À la suite du Sommet d’Helsinki auquel ont assisté le président des États-Unis d’Amérique Donald J Trump et le président russe Vladimir Poutine le 16 juillet 2018, la Russie a été chargée de peaufiner la séquence des événements en Syrie de manière vise à mettre fin du rôle de l’Iran et la démolition de ses outils en Syrie.

Par conséquent, le Hezbollah a défini un ordre du jour pour faire face à la nouvelle étape du jeu politique aux niveaux local, régional et international. L’ordre du jour vise à légaliser l’existence du Hezbollah et sa présence militaire en Syrie de la même manière que les milices de mobilisation publique en Irak.

Les zones de domination en Syrie

L’existence du Hezbollah en Syrie n’est pas limitée dans le temps ni géographiquement restreinte.

Au contraire, il est associé aux opérations militaires et à des objectifs prédéterminés.

En examinant les zones de contrôle et de responsabilité du Hezbollah, nous pouvons constater que le nombre de ses combattants était supérieur à celui des combattants d’Assad.

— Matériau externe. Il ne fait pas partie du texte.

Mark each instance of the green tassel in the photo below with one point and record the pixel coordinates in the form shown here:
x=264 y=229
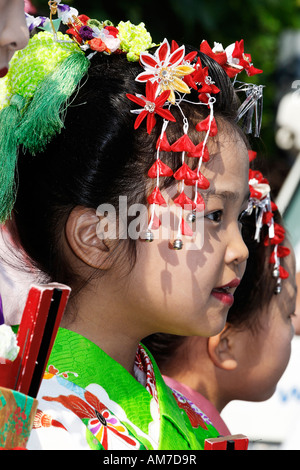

En octobre 2013, à la suite de la chute d’Al Kusair, qui a marqué un tournant dans le conflit, les combattants du Hezbollah ont lancé une attaque à grande échelle dans les montagnes Al Kalamoun et ont capturé les principales villes telles que Rankous, Nabk et Yabroud. Ensuite, le Hezbollah a renforcé sa domination autour des villes de Nubul et Al Zahra’a, près d’Alep.

Au sud, le Hezbollah a fait la même chose à Daraa. Cette expansion a été attribuée à la corrosion et à l’incapacité de l’armée d’Assad et au soutien illimité fourni par l’Iran, qui souhaitait que le Hezbollah domine la souveraineté syrienne, comme ce fut le cas au Liban après le retrait des forces d’Assad du pays.

Les forces spéciales du Hezbollah ont apporté un soutien aux forces d’Assad à Damas et dans ses environs et ont assiégé des milliers de civils dans la ville de Homs.

Avec un intérêt particulier, le Hezbollah s’est concentré sur les banlieues de Damas, la capitale, lorsqu’il a commencé son intervention sous le prétexte de protéger les sanctuaires chiites du district de Zainab.

Cette focalisation sur la ville et ses banlieues était due à l’importance des routes d’approvisionnement stratégiques reliant Damas à Beyrouth.

Pour cette raison, les avions de combat israéliens ont à plusieurs reprises pris pour cible des caravanes militaires du Hezbollah lorsqu’ils se sont déplacés de Damas vers les paradis du Hezbollah au Liban.

En décembre 2016, des avions de combat israéliens ont attaqué les bases du Hezbollah à Zabadani, près de Damas.

Le Hezbollah a participé au siège des villes de Ghouta autour de Damas. Abu Alaa Bosna, un commandant du Hezbollah, a tendu une embuscade à Otaiba et a tué 196 civils assiégés.

Il était l’architecte de toutes les opérations de siège et militaires contre les villes de Ghouta.

Il a élaboré des plans pour les opérations militaires qui ont conduit à l’occupation de la ville stratégique de Shebaa et d’autres villes telles que Zabadani et Madaiya.

La famine et l’assiégé constituaient l’épine dorsale de cette stratégie. Ces villes sont situées sur les routes stratégiques du Hezbollah.

 Les opérations militaires autour de Damas ont pris fin avec la reddition de groupes rebelles et la restitution de leurs armes au Hezbollah et à son allié, le régime Assad. Les combattants du Hezbollah se sont ensuite rendus à Alep.

En juin 2016, Hassan Nasrullah, secrétaire général du Hezbollah, a déclaré que la défense d’Alep faisait partie intégrante de la défense de la Syrie, du Liban et de l’Irak.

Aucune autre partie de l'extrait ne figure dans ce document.